Once you’ve created your Zoom Doc and started populating it with content, either using your existing sources, or AI Companion, you can continue to experiment. Typing a / (slash) into a doc will showcase the different modules and blocks you can add to your document.

You’ll be able to add headings and lists, embed images, videos, and audio files into your docs, and draw content from Zoom Whiteboards into the unified workspace. You can also organize your doc’s layout with data tables, or convert tables into calendar and Kanban views.

How Does Zoom Compare to the Competition?

So, will Zoom outshine existing solutions like Google Workspace and the Microsoft Office environment? That remains to be seen. To some extent, Google and Microsoft already have their own version of Zoom Docs. The two competing companies have even infused their productivity tools with their own generative AI tools.

Google Gemini AI and Microsoft Copilot can accomplish many of the same things as Zoom Companion AI, such as summarizing meetings and suggesting content. This means Zoom might not have much of an edge over the existing tools on the market already.

However, Docs will position Zoom as more of a significant competitor in the “work suite” landscape.

Zoom’s continued investment in generative AI and new tools like Workforce Management apps and contact center tools will unlock new opportunities. As companies search for new ways to combine their crucial tools into a “single pane of glass” for productivity, introducing Zoom Docs is a vital step in the right direction.
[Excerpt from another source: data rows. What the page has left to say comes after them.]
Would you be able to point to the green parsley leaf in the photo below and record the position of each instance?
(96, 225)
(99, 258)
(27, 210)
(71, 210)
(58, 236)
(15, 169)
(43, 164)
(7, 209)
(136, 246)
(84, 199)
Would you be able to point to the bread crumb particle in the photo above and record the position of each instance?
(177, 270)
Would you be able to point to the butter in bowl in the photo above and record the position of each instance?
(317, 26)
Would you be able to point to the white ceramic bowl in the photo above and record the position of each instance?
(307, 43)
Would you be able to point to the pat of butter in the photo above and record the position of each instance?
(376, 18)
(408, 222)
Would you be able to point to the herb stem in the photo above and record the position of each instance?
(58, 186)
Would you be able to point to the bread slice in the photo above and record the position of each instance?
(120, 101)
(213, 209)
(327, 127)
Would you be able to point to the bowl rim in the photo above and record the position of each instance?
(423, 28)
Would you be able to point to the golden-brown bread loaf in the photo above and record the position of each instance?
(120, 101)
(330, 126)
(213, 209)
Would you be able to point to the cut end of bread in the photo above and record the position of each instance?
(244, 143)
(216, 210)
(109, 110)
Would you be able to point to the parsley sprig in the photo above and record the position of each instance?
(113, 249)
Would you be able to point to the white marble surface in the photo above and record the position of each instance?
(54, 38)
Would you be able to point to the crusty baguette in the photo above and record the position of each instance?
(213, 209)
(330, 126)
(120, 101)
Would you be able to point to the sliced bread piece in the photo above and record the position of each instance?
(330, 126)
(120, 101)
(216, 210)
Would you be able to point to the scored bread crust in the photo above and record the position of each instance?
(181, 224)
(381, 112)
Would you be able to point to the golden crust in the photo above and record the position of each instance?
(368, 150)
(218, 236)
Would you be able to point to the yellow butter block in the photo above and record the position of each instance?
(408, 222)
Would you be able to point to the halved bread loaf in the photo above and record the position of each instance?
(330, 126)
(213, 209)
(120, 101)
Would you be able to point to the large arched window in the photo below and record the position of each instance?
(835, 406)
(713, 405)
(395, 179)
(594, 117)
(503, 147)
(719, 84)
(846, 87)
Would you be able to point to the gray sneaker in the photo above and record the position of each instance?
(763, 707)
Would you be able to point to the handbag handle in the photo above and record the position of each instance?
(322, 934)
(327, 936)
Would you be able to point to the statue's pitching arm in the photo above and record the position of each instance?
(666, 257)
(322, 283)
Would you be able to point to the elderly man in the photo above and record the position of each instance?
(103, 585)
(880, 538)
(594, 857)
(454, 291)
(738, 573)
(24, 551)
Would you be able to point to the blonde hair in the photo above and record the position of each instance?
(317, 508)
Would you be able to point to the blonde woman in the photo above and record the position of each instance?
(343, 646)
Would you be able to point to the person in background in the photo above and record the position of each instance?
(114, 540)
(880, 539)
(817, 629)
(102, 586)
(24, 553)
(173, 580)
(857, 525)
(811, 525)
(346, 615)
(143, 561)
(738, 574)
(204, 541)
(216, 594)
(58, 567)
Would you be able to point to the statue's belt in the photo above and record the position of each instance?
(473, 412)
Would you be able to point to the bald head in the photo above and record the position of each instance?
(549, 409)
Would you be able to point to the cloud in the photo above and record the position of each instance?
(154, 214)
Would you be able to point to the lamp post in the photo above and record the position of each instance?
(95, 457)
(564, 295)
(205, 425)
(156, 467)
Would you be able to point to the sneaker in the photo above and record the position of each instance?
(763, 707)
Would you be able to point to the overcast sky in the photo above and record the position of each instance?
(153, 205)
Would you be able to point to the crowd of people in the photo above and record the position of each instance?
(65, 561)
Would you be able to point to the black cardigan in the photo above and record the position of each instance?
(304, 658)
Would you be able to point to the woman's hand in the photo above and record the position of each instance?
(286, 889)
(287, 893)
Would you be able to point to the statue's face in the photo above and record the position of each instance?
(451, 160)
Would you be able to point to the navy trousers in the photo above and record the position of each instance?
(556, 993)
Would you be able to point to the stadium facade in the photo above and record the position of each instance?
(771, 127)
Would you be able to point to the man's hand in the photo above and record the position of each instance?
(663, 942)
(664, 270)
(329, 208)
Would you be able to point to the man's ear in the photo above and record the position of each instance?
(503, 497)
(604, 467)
One thing that separates Zoom’s AI-driven tools from those offered by Microsoft and Google is the pricing. Zoom isn’t charging customers for access to its AI companion but instead includes the feature in its paid subscription plans. Alternatively, both Google and Microsoft charge an extra $30 for access to Duet and Copilot.

Start Experimenting with Zoom Docs

Zoom Docs might not be the only AI-powered workspace solution available to today’s hybrid teams, but it is an excellent feature – and one you can access for free on most plans.

All paid Zoom Workplace customers get unlimited access to both Zoom Docs, and AI Companion. Basic (Free) users can still access the feature to an extent. However, you’ll only be able to create up to 10 shared docs, and unlimited personal docs, without the features of AI Companion.

If you do have a paid Workplace plan, you should see the Docs feature on your Zoom app today. If you don’t make sure you update your Zoom Workplace app (you’ll need version 6.1.6 or later).